NASA Artemis 1 Mission’s spacecraft has been rolled out on launchpad ahead of August 29 launch.
NASA has finally rolled out the rocket and the Orion spacecraft for its Artemis 1 Mission after changing the schedule last week. NASA has rolled out the spacecraft and rocket days earlier than what the agency had originally planned. The agency had been planning to roll out the Artemis 1 Space Launch System (SLS) rocket to the Kennedy Space Center on August 18 but has already rolled it out on the evening of August 16. The Artemis 1 launch is scheduled for August 29.
NASA wrote in a tweet on August 16, “@NASA is targeting as soon as 9 pm EDT on Tuesday, Aug. 16 for rollout of @NASA_SLS ahead of a targeted Aug. 29 #Artemis I launch.”
Although the Artemis SLS rocket and the Crawler only had to travel 4 miles, the journey took nearly 10 hours. The roll out began at 9pm EDT as planned and was finally completed around 7am EDT.
The Artemis Programme is NASA’s first attempt to send a manned mission to the Moon since the Apollo missions in 1972. Earlier this month, NASA administrator Bill Nelson said, “To all of us that gaze up at the Moon, dreaming of the day humankind returns to the lunar surface, folks, we’re here. We are going back.”
The launch is scheduled for August 29 at 9:33am from the Kennedy Space Center. NASA has also scheduled September 2 and September 5 as backup launch dates in-case of failure to launch on August 29 due to bad weather or any other condition.

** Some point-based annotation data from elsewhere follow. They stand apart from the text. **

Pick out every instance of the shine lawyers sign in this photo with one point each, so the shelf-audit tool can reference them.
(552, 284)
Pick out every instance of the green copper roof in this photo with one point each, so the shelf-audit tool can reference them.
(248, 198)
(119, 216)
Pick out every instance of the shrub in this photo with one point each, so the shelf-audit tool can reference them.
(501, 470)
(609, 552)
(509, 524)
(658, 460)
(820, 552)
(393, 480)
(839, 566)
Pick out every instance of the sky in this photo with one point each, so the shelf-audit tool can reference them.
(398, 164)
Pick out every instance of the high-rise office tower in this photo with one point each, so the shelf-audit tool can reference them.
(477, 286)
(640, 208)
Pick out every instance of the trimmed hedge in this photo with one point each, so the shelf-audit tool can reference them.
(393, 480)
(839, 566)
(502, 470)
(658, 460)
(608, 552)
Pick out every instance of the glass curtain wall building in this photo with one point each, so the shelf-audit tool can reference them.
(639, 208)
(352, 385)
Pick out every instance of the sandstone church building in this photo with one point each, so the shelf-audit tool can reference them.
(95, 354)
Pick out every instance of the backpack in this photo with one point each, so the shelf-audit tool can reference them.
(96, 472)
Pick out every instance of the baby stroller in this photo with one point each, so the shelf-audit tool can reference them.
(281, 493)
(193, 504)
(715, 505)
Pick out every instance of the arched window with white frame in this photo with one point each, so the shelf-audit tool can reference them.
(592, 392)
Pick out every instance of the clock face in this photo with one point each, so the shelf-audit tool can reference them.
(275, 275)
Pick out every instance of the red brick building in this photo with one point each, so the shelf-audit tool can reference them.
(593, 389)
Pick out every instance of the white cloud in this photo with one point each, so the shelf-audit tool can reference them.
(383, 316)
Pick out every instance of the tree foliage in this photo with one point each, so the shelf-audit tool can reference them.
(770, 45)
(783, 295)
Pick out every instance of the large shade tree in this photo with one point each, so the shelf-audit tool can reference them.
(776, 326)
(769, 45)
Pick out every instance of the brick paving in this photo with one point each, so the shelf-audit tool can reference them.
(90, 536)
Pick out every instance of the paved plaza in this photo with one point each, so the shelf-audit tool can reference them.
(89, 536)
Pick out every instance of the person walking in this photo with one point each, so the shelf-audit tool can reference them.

What is Artemis 1 Mission?
According to NASA, Artemis I will be the first uncrewed flight test of the Space Launch System rocket and the Orion spacecraft. When NASA launches the Artemis 1 mission using the Space Launcher System on August 29, the Orion spacecraft, although unmanned, will carry 3 manikins called Zohar, Helga and Campos to space as human stand-ins for various tests and studies. They will be retrofitted with a vast number of sensors to conduct tests regarding the spaceflight.